Detto questo, neppure Ligabue e Crozza ce l’hanno fatta a risollevare le sorti della peggior edizione dal 2008. E un calo così significativo di audience (meno tre milioni rispetto alla scorsa edizione) non si può certo attribuire ai gusti degli spettatori in fatto di canzoni o di conduttori, nè alla concorrenza dei sociali network, della pay tv o del digitale perchè c’erano anche l’anno scorso, c’erano anche due anni fa quando la finale di Morandi registrò un ascolto nettamente superiore nonostante la concorrenza: concorrenza che stavolta, invece, ha calato le braghe dalla prima all’ultima serata.
Dunque il problema va oltre, com’è logico che sia perchè il Festival non rappresenta una semplice gara canora ma un fenomeno di costume, l’indicatore che rileva gli umori del momento. E per questo motivo appartiene a tutti gli italiani, sia a quelli che lo amano sia a quelli che lo detestano. Mentre la coppia Fazio-Littizzetto ha commesso l’errore, fatale, di considerarlo proprietà privata plasmandolo su modelli molto, troppo personali.

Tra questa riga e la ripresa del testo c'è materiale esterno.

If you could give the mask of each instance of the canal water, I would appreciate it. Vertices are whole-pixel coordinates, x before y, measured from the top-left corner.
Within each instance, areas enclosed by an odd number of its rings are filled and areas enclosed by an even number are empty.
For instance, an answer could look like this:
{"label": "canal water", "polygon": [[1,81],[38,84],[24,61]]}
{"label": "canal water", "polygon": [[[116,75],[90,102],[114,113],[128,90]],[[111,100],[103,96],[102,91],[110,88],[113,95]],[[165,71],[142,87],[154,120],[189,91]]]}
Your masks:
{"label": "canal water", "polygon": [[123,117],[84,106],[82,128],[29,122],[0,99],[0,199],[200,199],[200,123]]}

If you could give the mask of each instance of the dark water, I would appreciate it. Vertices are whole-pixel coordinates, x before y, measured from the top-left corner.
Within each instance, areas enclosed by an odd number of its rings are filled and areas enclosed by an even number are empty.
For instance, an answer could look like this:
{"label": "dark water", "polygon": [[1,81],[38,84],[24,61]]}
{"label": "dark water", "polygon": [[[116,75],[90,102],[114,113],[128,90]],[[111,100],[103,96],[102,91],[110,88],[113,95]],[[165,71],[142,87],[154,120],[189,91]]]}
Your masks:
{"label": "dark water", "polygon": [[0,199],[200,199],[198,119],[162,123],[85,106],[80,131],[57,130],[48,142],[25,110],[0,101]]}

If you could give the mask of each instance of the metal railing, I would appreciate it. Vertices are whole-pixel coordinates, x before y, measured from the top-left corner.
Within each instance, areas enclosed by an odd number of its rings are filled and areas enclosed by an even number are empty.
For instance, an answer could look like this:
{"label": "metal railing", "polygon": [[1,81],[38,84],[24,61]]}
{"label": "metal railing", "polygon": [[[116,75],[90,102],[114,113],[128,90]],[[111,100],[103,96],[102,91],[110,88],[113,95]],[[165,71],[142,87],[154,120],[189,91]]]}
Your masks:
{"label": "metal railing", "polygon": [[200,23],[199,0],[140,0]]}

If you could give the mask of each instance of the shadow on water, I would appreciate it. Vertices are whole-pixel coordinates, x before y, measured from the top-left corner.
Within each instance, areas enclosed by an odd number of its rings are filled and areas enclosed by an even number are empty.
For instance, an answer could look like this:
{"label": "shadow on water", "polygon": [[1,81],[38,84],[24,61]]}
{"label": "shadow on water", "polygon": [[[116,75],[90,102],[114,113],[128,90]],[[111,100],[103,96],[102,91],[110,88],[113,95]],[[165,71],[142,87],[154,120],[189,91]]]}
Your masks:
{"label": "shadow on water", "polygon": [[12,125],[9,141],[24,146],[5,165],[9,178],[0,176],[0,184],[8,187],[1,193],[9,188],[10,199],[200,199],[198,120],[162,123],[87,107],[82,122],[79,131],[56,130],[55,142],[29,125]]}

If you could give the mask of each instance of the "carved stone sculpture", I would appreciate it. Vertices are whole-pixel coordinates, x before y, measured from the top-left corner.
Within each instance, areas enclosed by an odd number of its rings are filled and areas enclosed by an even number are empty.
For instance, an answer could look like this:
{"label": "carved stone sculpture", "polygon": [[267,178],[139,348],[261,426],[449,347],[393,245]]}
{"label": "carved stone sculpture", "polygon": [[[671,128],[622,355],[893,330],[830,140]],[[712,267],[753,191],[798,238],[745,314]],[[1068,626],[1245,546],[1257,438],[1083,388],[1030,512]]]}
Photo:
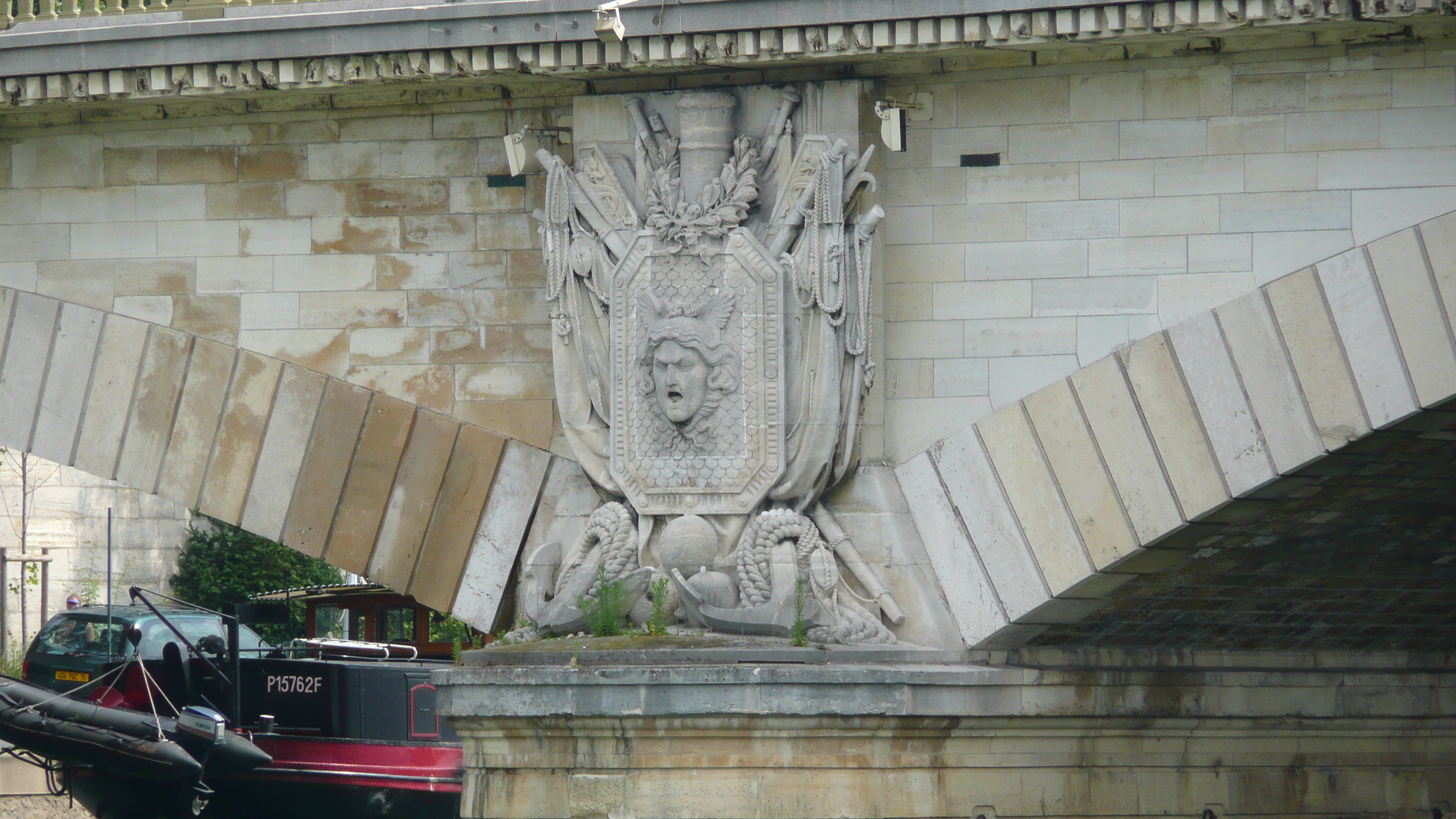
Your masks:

In cinque serate i due ci hanno imposto la bellezza che piace a loro, gli ospiti erano tutti amici di Fazio, negli interventi della conduttrice non mancava mai la lezioncina di morale, abbiamo vissuto momenti di imbarazzo per esempio nel vedere Franca Valeri costretta a rimanere sul palco per un tempo che è sembrato interminabile, alla pretesa di una kermesse meno banale del solito si è contrapposta la costante ricerca di personaggi che garantissero audience e quindi sponsorizzazioni, a parte Crozza nessuno ha fatto ridere e casomai si è corso spesso il rischio di piangere per via di quelle continue commemorazioni funebri, il tutto a ritmo di tartaruga e in un’atmosfera pseudo radical-chic che con Sanremo non ha niente a che vedere.
L’altra sera, mentre la Littizzetto con il solito atteggiamento presupponente e provocatorio urlava che sulle passerelle di moda dovrebbero salire modelli con handicap, mi è tornato in mente quando Morandi presentò all’Ariston il suo amico down al quale aveva dedicato una canzone: senza bisogno di aggiungere mezza parola il messaggio arrivò dritto al cuore della platea, visibilmente commossa nel vedere Gianni che lo teneva per mano cantando insieme a lui. Questione di stile, di sensibilità, di umiltà.
Al contrario di quel che pensa il direttore di Raiuno,  non c’è bisogno d’inventarsi nulla di geniale. Certo, una formula più snella non guasterebbe. Ma per il resto basta restituire il Festival agli italiani, coinvolgerli, farli sentire protagonisti. Invece di guardarli dall’alto in basso trattandoli come una sottospecie umana da rieducare.